Sharapova might attribute her good fortune to the track and golf standout Babe Didrikson Zaharias, perhaps the first female athlete to endorse a national consumer product when she appeared in local ads for Chrysler’s Dodge automobiles in 1933. Whether she was truly the first is difficult to determine, in part because historians tend to disagree on what activity constitutes sport and whether endorsement of sports equipment or promotion of a sports event warrants consideration.
A recent study dedicated to finding proof of the first female athlete’s endorsement of a mainstream commercial product has led researchers on a journey spanning an era that includes the sharpshooter Annie Oakley, the professional walker Ada Anderson, the mountain climber Annie Smith Peck, the aviation pioneers Harriet Quimby and Elinor Smith, the distance swimmer Gertrude Ederle and the tennis star Suzanne Lenglen.
Oakley is generally viewed more as an entertainer than a sportswoman. She rose to fame initially by beating her future husband, Francis Butler, in an 1881 shooting competition in Greenville, Ohio. Her emergence as a star of Buffalo Bill’s Wild West Show made Oakley one of the first female advertising icons in promotional posters of the day.
However, apart from Oakley, women were not allowed to compete in organized sports and were excluded from the first modern Olympic Games in 1896 in Athens.
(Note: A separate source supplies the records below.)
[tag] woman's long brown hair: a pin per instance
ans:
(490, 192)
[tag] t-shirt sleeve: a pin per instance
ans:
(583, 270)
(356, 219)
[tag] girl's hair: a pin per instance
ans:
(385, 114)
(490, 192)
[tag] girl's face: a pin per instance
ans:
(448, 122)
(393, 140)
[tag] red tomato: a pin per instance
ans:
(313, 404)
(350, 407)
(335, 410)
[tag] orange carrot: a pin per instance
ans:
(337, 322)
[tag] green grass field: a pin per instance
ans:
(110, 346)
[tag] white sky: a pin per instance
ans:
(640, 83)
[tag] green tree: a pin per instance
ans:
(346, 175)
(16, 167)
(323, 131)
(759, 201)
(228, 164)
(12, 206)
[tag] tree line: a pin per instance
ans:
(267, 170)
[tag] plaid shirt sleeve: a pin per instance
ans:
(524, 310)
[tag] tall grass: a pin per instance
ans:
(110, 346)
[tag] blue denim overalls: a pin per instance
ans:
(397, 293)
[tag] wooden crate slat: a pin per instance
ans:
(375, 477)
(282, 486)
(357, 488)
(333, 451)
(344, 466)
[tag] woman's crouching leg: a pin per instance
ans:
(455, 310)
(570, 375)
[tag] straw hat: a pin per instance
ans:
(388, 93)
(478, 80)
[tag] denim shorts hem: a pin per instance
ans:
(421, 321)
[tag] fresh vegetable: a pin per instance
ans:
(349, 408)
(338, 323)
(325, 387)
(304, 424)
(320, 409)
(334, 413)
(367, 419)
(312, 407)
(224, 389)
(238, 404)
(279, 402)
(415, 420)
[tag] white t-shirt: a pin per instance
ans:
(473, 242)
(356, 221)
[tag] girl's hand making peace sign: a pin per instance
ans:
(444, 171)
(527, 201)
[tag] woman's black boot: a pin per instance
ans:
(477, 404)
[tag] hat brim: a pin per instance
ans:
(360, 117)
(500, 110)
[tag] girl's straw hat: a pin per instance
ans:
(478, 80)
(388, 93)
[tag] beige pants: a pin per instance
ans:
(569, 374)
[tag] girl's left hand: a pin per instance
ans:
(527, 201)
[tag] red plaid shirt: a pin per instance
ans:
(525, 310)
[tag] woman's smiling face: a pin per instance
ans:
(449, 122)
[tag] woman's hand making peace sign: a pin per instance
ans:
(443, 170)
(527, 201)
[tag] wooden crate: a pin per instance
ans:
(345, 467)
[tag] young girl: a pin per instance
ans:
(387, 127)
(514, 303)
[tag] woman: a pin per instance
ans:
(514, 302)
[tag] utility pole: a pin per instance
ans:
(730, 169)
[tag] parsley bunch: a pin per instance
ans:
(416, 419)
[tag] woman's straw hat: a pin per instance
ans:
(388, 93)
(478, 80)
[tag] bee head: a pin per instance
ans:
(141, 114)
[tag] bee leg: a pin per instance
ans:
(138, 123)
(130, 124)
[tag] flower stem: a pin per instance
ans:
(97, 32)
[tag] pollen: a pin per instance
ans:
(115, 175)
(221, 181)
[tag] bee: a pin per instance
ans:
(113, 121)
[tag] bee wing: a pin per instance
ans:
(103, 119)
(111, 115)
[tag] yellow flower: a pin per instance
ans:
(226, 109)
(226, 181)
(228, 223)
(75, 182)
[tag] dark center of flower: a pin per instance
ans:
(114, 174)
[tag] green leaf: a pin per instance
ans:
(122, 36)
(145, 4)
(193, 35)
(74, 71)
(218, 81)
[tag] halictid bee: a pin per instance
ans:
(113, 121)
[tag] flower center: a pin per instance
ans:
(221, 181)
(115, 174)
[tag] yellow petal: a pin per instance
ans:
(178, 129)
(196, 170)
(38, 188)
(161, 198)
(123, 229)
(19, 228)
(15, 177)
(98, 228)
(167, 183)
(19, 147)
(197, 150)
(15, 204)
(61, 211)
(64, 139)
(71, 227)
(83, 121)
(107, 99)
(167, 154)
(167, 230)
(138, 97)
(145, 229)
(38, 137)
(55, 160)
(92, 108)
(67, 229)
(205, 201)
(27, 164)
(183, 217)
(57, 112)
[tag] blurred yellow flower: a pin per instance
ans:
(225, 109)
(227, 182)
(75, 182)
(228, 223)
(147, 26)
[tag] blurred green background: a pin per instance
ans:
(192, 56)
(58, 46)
The first female Olympians competed in the 1900 Paris Games.
Limited access served as one barrier for sportswomen, as did the often degrading jump to professional status from the amateur ranks. In the early 20th century, events like Wimbledon and other tennis, golf and basketball championships were restricted to amateurs. The appearance of any professionalism could generate the wrath of organizations like the Amateur Athletic Union.
As early as 1876, distance walkers like Bertha Von Hillern and Mary Marshall drew large crowds in Chicago, Philadelphia and New York. Two years later, an Englishwoman using the name Madame Anderson walked an estimated 1,207km miles in 750 hours over 28 days in Brooklyn. At the time, professional walking was popular and Anderson made about US$10,000 in gate receipts from the heavily promoted event.
On the peaks, Peck, at 45, climbed the Matterhorn in 1895. Two years later, with financing from the Sunday World in Dublin, she attempted the active Mexican volcano Popocatepetl, where she set an altitude record for women. Peck’s job was to provide the paper with an exclusive retelling of her relatively easy summiting, which the World rewrote to heighten the drama of her achievement. When she was featured on Hassan cork tip cigarette trading cards in 1911, Peck, then 61, placed a flag on the 6,401m-foot summit of Coropuna in Peru.
The same year, Quimby emerged as the US’ most prominent aviatrix by appearing in air shows across the country and in Mexico. She became the first female pilot to fly across the English Channel on April 16, 1912. Later that year, Quimby fell out of her aircraft in Boston and tumbled to her death.